Private enterprise drove much of the growth of publishing in early nineteenth-century America. Book, magazine, and newspaper publishers in New York, Philadelphia, and other major cities transformed their firms into large-scale businesses, with designs on expanding regional and national markets. Because the new technologies of printing, illustration, and distribution required substantial investments of capital, publishing became more centralized in order to achieve economies of scale.
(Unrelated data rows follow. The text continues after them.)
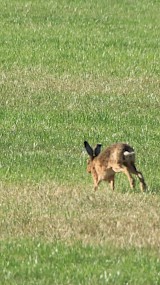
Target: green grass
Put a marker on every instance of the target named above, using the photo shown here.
(72, 71)
(36, 262)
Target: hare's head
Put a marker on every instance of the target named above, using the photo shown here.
(92, 154)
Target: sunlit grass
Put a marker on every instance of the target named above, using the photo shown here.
(72, 71)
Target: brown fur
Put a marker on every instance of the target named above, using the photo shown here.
(119, 157)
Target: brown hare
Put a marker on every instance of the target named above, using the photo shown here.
(119, 157)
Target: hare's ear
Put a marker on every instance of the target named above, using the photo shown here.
(88, 148)
(97, 149)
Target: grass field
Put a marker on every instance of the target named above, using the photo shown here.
(72, 71)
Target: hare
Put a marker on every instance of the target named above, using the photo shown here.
(119, 157)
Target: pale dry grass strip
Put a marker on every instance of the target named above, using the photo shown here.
(53, 213)
(36, 80)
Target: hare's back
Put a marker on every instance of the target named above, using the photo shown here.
(116, 153)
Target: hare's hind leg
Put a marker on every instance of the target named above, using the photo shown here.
(111, 181)
(95, 179)
(126, 170)
(143, 185)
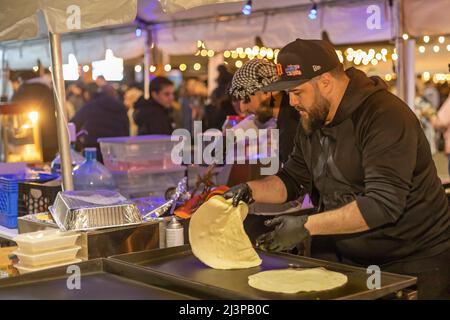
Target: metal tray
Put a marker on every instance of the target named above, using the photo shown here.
(180, 266)
(100, 279)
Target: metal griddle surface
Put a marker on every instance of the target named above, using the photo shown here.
(181, 266)
(98, 281)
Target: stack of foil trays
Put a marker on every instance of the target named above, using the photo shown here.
(88, 210)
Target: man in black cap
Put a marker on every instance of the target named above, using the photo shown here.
(362, 155)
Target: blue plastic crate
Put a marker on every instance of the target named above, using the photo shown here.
(9, 194)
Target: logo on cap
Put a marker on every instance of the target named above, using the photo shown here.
(293, 70)
(279, 69)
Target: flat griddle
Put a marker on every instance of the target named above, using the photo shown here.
(178, 265)
(100, 279)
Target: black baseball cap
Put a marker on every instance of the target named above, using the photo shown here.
(302, 60)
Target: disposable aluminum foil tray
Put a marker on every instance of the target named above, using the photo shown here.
(87, 210)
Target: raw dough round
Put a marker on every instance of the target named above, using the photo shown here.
(295, 280)
(218, 238)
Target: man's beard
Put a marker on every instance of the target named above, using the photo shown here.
(317, 116)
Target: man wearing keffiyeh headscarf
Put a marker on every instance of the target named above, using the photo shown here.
(246, 87)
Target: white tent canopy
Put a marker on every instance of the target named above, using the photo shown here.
(222, 27)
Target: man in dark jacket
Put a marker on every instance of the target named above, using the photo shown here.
(363, 153)
(154, 116)
(103, 116)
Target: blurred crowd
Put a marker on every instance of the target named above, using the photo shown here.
(102, 109)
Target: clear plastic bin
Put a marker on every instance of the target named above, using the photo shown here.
(47, 258)
(134, 184)
(25, 269)
(45, 240)
(136, 153)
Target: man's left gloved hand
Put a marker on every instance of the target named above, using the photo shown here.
(289, 231)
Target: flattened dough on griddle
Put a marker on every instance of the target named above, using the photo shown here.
(218, 238)
(294, 280)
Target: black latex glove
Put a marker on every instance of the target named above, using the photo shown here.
(289, 231)
(240, 192)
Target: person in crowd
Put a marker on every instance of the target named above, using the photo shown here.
(102, 116)
(441, 121)
(431, 94)
(74, 93)
(192, 99)
(131, 96)
(246, 87)
(153, 116)
(422, 106)
(38, 93)
(221, 103)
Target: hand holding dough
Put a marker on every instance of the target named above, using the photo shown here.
(218, 238)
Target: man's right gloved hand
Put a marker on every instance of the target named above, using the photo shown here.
(240, 192)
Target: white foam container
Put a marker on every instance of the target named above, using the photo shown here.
(45, 240)
(25, 269)
(47, 258)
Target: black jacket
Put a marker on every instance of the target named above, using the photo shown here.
(103, 116)
(288, 120)
(152, 118)
(375, 152)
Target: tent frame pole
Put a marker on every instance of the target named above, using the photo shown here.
(147, 62)
(59, 95)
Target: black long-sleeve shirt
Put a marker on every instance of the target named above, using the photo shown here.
(377, 149)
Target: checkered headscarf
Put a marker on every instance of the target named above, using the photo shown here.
(251, 77)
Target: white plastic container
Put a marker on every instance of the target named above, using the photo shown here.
(137, 153)
(45, 240)
(25, 269)
(47, 258)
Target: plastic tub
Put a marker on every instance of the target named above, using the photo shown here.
(25, 269)
(139, 152)
(47, 258)
(44, 241)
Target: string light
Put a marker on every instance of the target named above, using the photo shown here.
(138, 32)
(247, 9)
(312, 15)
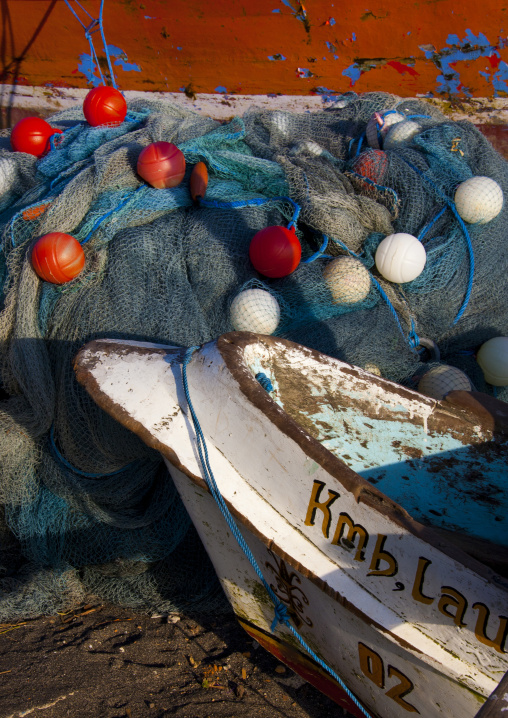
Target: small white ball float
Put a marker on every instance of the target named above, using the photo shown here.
(400, 258)
(255, 310)
(478, 200)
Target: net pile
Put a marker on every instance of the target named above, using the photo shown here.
(86, 507)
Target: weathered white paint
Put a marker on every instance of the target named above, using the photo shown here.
(41, 100)
(268, 478)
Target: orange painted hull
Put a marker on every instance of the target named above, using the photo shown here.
(446, 48)
(303, 666)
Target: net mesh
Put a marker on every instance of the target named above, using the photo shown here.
(86, 506)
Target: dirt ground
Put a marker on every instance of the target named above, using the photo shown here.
(105, 662)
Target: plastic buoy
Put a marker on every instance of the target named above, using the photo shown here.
(478, 200)
(58, 257)
(275, 251)
(32, 135)
(162, 165)
(104, 106)
(347, 279)
(493, 360)
(255, 310)
(400, 257)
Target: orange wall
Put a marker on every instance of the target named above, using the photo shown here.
(445, 47)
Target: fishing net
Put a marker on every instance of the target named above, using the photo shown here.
(87, 508)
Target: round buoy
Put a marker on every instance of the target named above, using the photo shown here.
(478, 200)
(347, 279)
(440, 380)
(58, 257)
(400, 258)
(162, 165)
(493, 360)
(104, 106)
(255, 310)
(378, 126)
(32, 135)
(275, 251)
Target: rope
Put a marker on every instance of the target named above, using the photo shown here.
(451, 205)
(280, 611)
(412, 337)
(95, 25)
(255, 202)
(119, 206)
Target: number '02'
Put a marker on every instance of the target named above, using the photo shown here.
(371, 665)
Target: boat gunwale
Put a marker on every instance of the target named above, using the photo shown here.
(83, 371)
(231, 347)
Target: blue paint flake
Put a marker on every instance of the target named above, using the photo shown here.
(353, 72)
(470, 48)
(88, 67)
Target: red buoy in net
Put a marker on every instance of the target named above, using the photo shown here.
(58, 257)
(104, 106)
(162, 165)
(275, 251)
(31, 135)
(371, 164)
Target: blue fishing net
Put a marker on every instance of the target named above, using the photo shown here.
(87, 508)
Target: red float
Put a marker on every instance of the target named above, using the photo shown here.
(58, 257)
(162, 165)
(371, 164)
(198, 181)
(275, 251)
(104, 106)
(31, 135)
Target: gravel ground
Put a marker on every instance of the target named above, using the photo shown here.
(105, 662)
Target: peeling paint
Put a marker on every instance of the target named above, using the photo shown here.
(402, 68)
(90, 70)
(470, 48)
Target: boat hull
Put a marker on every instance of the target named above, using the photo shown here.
(408, 622)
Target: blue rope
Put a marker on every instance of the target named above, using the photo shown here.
(319, 253)
(104, 44)
(413, 336)
(281, 614)
(264, 381)
(74, 470)
(255, 202)
(101, 219)
(394, 313)
(95, 25)
(451, 205)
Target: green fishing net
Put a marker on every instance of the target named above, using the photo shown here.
(87, 508)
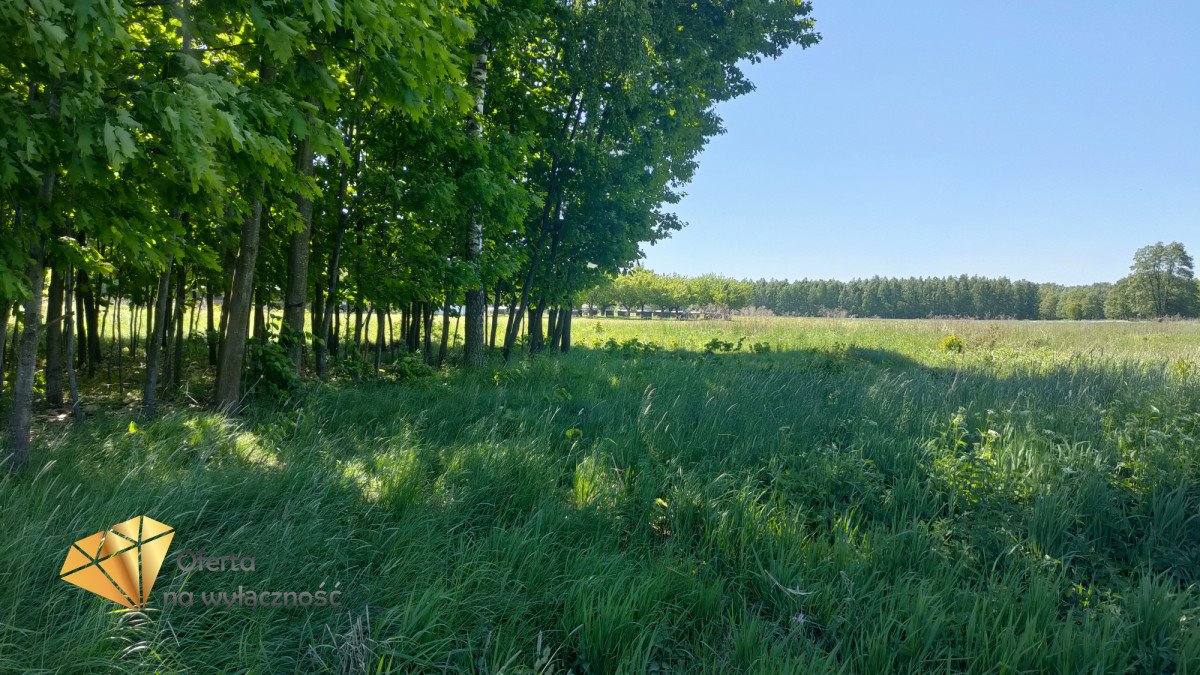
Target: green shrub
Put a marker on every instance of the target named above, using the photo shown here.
(269, 369)
(953, 344)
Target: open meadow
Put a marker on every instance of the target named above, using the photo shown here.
(759, 495)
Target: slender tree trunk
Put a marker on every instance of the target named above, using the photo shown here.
(427, 312)
(81, 321)
(343, 219)
(177, 371)
(335, 338)
(414, 328)
(295, 296)
(168, 336)
(93, 320)
(445, 330)
(318, 305)
(54, 326)
(76, 407)
(22, 416)
(228, 389)
(259, 317)
(475, 306)
(21, 420)
(154, 342)
(496, 314)
(379, 338)
(211, 334)
(135, 330)
(565, 333)
(120, 352)
(5, 312)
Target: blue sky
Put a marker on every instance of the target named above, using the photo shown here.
(1042, 141)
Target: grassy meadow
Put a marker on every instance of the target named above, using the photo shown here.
(759, 495)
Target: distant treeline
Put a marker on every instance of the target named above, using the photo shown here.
(917, 298)
(1161, 284)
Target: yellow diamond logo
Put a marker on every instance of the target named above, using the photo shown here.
(121, 562)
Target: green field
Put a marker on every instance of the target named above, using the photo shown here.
(759, 495)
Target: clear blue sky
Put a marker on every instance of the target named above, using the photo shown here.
(1042, 141)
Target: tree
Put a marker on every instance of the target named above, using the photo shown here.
(1164, 276)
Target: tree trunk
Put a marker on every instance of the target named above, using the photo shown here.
(259, 316)
(379, 338)
(211, 333)
(81, 326)
(445, 330)
(91, 306)
(76, 407)
(168, 336)
(413, 340)
(318, 305)
(295, 296)
(552, 328)
(565, 339)
(154, 342)
(228, 389)
(120, 352)
(177, 371)
(54, 327)
(427, 312)
(496, 314)
(5, 312)
(477, 303)
(21, 420)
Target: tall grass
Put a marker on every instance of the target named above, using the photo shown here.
(853, 500)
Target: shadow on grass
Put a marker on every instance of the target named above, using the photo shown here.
(633, 507)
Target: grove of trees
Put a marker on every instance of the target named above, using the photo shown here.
(341, 157)
(1161, 284)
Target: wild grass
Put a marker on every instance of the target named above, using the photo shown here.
(849, 496)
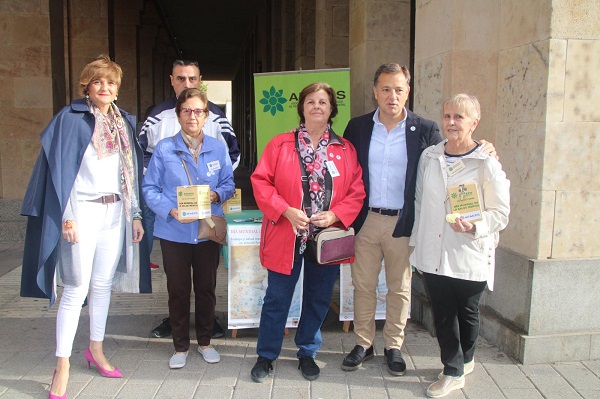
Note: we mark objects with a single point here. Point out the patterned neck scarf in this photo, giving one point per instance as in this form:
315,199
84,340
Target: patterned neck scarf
316,168
109,138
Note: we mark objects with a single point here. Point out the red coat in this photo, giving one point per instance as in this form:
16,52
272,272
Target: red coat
277,186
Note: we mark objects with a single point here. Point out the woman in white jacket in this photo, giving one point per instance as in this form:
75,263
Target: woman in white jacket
456,255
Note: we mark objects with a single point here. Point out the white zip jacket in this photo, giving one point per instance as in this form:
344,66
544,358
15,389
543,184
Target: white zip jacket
439,249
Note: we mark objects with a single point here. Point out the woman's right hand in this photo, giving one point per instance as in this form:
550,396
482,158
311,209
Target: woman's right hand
297,218
71,234
175,214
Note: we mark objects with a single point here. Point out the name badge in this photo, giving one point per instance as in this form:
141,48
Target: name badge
332,169
213,166
455,167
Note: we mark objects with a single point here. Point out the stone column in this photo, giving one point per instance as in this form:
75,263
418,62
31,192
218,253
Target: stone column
88,37
127,17
379,33
332,34
533,66
25,97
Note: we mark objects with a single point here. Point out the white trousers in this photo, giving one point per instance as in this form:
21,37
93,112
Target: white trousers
101,232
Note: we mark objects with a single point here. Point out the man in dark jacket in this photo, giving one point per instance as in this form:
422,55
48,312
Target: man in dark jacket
389,142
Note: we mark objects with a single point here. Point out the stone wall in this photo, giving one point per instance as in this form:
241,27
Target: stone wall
533,67
379,33
26,94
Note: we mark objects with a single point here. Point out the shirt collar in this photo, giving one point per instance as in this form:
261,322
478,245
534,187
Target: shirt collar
377,121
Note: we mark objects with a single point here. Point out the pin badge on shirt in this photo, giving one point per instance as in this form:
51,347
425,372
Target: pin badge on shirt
213,166
455,167
332,169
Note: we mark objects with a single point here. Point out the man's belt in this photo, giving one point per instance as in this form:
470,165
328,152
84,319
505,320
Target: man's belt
107,199
385,212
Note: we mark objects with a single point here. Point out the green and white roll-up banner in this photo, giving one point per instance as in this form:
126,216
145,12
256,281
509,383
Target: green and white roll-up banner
276,95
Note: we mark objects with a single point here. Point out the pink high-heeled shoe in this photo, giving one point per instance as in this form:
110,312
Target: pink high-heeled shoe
52,396
116,373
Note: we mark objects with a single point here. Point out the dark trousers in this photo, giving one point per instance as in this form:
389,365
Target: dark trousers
203,260
455,305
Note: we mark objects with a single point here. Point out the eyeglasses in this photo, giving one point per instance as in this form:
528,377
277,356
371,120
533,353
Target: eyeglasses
182,79
199,112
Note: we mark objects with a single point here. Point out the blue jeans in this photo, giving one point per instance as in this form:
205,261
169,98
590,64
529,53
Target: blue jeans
148,217
317,289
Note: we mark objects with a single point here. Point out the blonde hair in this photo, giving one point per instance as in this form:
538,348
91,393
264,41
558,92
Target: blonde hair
465,104
101,67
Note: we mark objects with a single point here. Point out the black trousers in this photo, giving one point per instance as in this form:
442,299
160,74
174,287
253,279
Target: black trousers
455,305
186,264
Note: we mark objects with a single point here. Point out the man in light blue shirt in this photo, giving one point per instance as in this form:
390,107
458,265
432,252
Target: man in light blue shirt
389,142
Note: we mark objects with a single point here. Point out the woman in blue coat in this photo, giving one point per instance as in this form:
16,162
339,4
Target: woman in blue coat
84,225
187,158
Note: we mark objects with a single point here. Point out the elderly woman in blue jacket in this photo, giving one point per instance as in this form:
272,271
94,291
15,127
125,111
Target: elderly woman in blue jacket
84,224
187,158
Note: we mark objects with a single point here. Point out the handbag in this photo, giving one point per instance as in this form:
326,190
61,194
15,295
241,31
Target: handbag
331,245
214,227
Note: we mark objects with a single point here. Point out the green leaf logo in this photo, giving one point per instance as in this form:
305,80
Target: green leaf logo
273,100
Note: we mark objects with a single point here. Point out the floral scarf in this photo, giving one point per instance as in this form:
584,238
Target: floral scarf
110,137
314,162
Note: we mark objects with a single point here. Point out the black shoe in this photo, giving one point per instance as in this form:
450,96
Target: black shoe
355,358
217,330
260,371
396,364
164,330
309,368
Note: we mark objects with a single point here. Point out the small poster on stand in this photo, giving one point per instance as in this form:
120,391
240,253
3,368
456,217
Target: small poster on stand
248,279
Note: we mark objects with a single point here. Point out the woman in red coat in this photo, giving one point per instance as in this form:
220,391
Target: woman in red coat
336,195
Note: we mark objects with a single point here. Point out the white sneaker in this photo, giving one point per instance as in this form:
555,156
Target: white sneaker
178,360
468,369
209,354
445,385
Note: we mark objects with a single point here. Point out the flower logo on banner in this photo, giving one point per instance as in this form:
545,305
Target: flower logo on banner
273,100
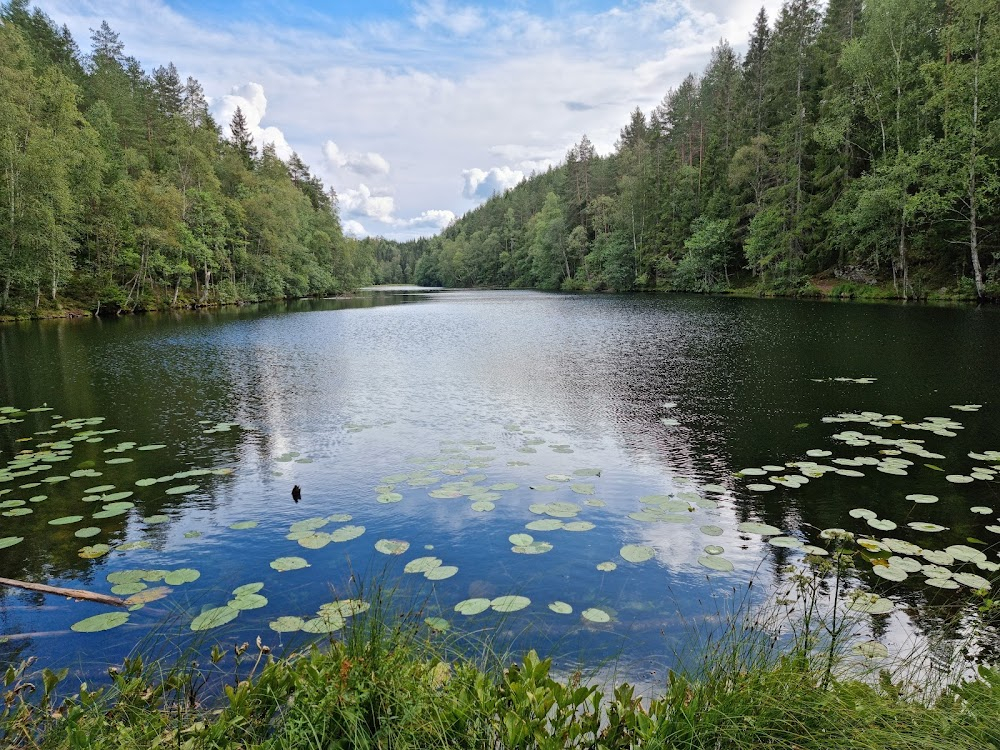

But commercial enterprise is only part of the story of the communication revolution of the early nineteenth century. Some major publishers were not-for-profit enterprises whose mission was to counteract the commercial market, not to profit from it. In the early decades of the century, these were all religious associations: the American Bible Society, the American Tract Society, and the American Sunday School Union. Their goal was to employ new printing technologies and national organizational strategies for evangelism. They believed that market forces would not produce the kind of reading material that people needed. The American Tract Society, for example, was eager to compete in the marketplace of ideas but refused to rely upon the marketplace of commercial trade. It argued that private enterprise was the cause of an evil print culture in America; it could not be the cure. This theme was emphasized routinely in the society’s publications, and the American Tract Society proposed instead to make supply drive demand.

Like the religious publishers, national reform organizations such as the American Temperance Society and the American Anti-Slavery Society also had great faith in the power of print to convert people to their cause. By the 1830s these societies were large publishing houses, producing millions of books, newspapers, magazines, almanacs, tracts, schoolbooks, and other children’s publications, often outside the commercial publishing market.